Sua tarefa era eminentemente técnica. Em novembro de 2009, logo depois de o
ex-presidente Lula assinar a medida provisória que concedia incentivos fiscais
às montadoras, agora investigada pela Polícia Federal, Santos alertou Dilma
sobre a forma afoita com que o assunto estava sendo tratado. Foi ignorado.
Qual foi a razão do alerta? No
governo do presidente Lula, e depois também no da presidente Dilma, tornou-se
muito comum o ministro levar a medida provisória e despachar diretamente com o
presidente. Saía do gabinete já com o sinal verde. No mesmo dia, à noite,
chegava a proposta de MP, às vezes pelo e-mail, com a seguinte orientação:
"Olha, tem que sair amanhã". Isso é absolutamente equivocado.
Enfraquece a própria lógica da análise de mérito da matéria, uma das
atribuições da Casa Civil.
O senhor está dizendo que
medidas provisórias eram aprovadas sem a devida análise técnica? O
papel de coordenação governamental da Casa Civil é exatamente o de dizer se uma
matéria pode ou não ser submetida à decisão presidencial. Isso não estava
acontecendo. Por isso, a nossa preocupação. Ao não se seguir o rito técnico de
análise da matéria, o risco de ocorrer uma decisão manipulada e vinculada a
interesses é muito maior. O presidente tem legitimidade para tomar a decisão
diretamente, sem seguir os ritos, mas ele é responsável por isso.

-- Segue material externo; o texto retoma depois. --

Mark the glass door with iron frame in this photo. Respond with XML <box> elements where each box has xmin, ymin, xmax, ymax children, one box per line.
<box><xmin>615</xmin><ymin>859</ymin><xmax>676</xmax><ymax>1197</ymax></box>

As medidas provisórias e os
decretos que estão sob investigação do Ministério Público tramitaram dessa
maneira? Sim. O Ministério da Fazenda levava direto para o presidente
as suas propostas de MP, e a orientação era "para sair amanhã".
Chegava a ser constrangedor. O sistema existe para prevenir problemas. A
instância final de análise técnica e jurídica é a Casa Civil.
O Ministério Público suspeita
que essas medidas que beneficiaram o setor automobilístico foram compradas. Tenho
visto tudo isso com preocupação. É óbvio que ninguém assinou um contrato firmando
o compromisso de entregar uma MP a A, B ou C, mas não é totalmente absurdo que
isso possa ter acontecido. Nesse caso específico, do setor automotivo, se
alguém pagou, foi enganado, comprou um terreno na Lua. Era quase impossível que
aquele benefício não fosse prorrogado.
Essa MP sob suspeição foi
"analisada" e aprovada pela Casa Civil em menos de 24 horas?Exatamente.
Isso aconteceu em muitos casos.
O senhor informou a então
ministra Dilma Rousseff? A Casa Civil passou por um processo de
enfraquecimento muito forte em relação à área econômica. Na nossa área, nós
sempre questionávamos isso. Decisões tomadas, anunciadas, questionávamos
internamente. O papel do burocrata é trabalhar para dentro do governo. Nesses
casos se fazia um alerta: "Olha, essa medida provisória não deu para
analisar, estamos preocupados".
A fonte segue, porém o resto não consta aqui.